Comparison of test performance (and standard deviation) on the ChemProt and DDI relation extraction tasks with major layer-specific adaptation methods, for reduced numbers of training instances
| No.

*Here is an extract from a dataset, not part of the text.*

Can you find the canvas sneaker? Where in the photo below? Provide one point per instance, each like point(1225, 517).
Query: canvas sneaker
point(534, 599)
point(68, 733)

Training instances | Baseline | Layer freeze | Layerwise decay | Layer reinit |
|---|---|---|---|---|
| ChemProt | ||||
| 100 | 22.45∗ (3.22) | 20.39 (2.53) | 20.50 (2.44∗) | 19.33 (3.18) |
| 500 | 44.77 (3.71) | 48.40 (2.85) | 48.55∗(1.78∗) | 43.79 (3.29) |
| 1000 | 56.62 (1.93) | 59.91∗(1.26∗) | 59.67 (1.39) | 55.31 (2.65) |
| DDI | ||||
| 100 | 10.72 (2.93) | 11.13∗ (3.73) | 10.34 (2.50∗) | 9.83 (2.64) |
| 500 | 34.36 (5.46) | 39.78 (4.39) | 40.15∗(3.34∗) | 36.67 (5.50) |
| 1000 | 58.71 (2.87) | 61.40 (2.53) | 61.54∗(1.46∗) | 58.67 (3.54) |
Highest performance and lowest standard deviation.